Le ‘Hassidisme nous enjoint de communiquer intellectuellement avec la Nefech HaBehamit, en lui expliquant pourquoi il serait avantageux pour elle d’évoluer en harmonie avec la Nefech Elokit.

Il y a une belle parabole tirée du Zohar au sujet du fils d’un roi qui avait été élevé dans la plus pure tradition.

Un jour, le roi décida de tester son fils pour voir si son éducation résisterait à l’épreuve. Il engagea une courtisane pour séduire son fils et lui dit qu’il la récompenserait généreusement si elle réussissait. Elle essaya et échoua. Le prince réussit l’épreuve et le roi fut ravi. Mais il n’était pas seulement fier de son fils. Il était également satisfait de la courtisane parce qu’elle avait échoué. De la même façon, D.ieu, le Roi, emploie le Mauvais Penchant pour nous séduire. Lorsque le Mauvais Penchant échoue, D.ieu est satisfait de nous et de lui. Le contraire aurait été tout aussi vrai si le mauvais penchant réussissait. Lorsque le Mauvais Penchant réussit, tout le monde est perdant. La tâche de la Nefech Elokit est de communiquer avec la Nefech HaBehamit et lui enseigner que si elles obéissent toutes deux à D.ieu, ce sera bon pour les deux, car il n’est pas de plaisir éphémère qui vaille la peine de sacrifier l’éternité.

Nous devons être réconfortés de savoir que, bien que cette génération ait à relever des défis si considérables, elle est aussi l’époque de Machia'h.

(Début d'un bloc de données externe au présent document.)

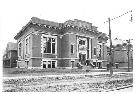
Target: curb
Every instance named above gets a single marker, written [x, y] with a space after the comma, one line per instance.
[119, 88]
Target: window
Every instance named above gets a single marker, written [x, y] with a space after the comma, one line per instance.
[72, 48]
[20, 45]
[82, 42]
[49, 64]
[49, 45]
[53, 64]
[26, 46]
[99, 50]
[95, 51]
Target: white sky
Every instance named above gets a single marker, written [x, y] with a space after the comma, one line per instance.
[14, 14]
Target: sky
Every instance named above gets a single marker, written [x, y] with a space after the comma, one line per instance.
[14, 14]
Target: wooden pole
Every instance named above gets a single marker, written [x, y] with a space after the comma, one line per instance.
[128, 54]
[111, 57]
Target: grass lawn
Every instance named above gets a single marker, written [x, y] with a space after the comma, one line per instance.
[11, 72]
[64, 83]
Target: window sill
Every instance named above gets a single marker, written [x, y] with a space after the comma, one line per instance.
[49, 54]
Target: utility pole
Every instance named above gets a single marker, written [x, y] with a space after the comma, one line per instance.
[128, 54]
[111, 56]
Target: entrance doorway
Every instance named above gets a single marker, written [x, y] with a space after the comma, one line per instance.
[82, 58]
[49, 64]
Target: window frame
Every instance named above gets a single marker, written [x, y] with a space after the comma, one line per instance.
[27, 47]
[19, 49]
[72, 48]
[95, 51]
[52, 42]
[49, 63]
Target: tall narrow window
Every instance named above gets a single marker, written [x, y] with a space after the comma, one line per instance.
[26, 46]
[20, 49]
[72, 48]
[95, 51]
[53, 45]
[49, 45]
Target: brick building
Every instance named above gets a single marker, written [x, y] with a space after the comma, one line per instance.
[10, 56]
[47, 44]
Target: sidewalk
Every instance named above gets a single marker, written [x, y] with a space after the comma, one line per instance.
[60, 75]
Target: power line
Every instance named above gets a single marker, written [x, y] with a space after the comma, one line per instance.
[122, 15]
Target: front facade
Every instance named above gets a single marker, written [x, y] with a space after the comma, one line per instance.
[46, 44]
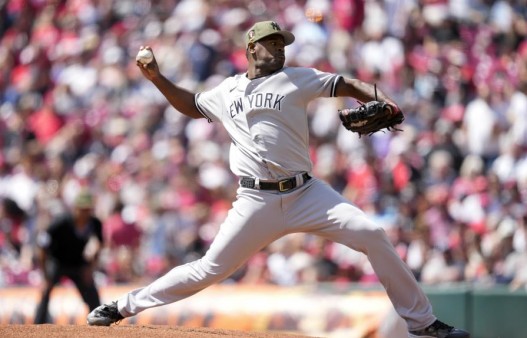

Pour garder le cap, un Juif doit aujourd’hui avoir énormément de sacrifice de soi. À travers la contemplation profonde pendant la prière, il doit développer un état d’esprit qui considère que tout a été créé par D.ieu, et qu’il n’existe rien d’autre que la volonté divine. Il doit considérer avec mépris les vanités du monde et se rendre compte combien leur attrait est superficiel. Une telle abnégation suscite une puissante réponse d’En haut. Il se voit accorder du Ciel une aide et une assistance qui transcendent la raison. Dans les mots de Rabbi Meïr de Premishlan : « Quand un Juif est connecté En haut, il ne tombe pas en bas. »

Nul ne peut se dispenser du service divin en prétextant qu’il a été créé avec un mauvais penchant trop puissant.

Tout le monde a le libre arbitre et D.ieu ne demande pas l’impossible à Ses créatures, non plus qu’Il ne nous envoie des épreuves qui n’ont pas de sens. Si D.ieu nous demande d’accomplir les Mitsvot sachant que nous avons une Nefech HaBehamit, il est clair que nous en sommes parfaitement capables. S’il nous semble que nous ne pouvons pas y arriver, nous devons demander l’aide divine pour renforcer nos propres efforts.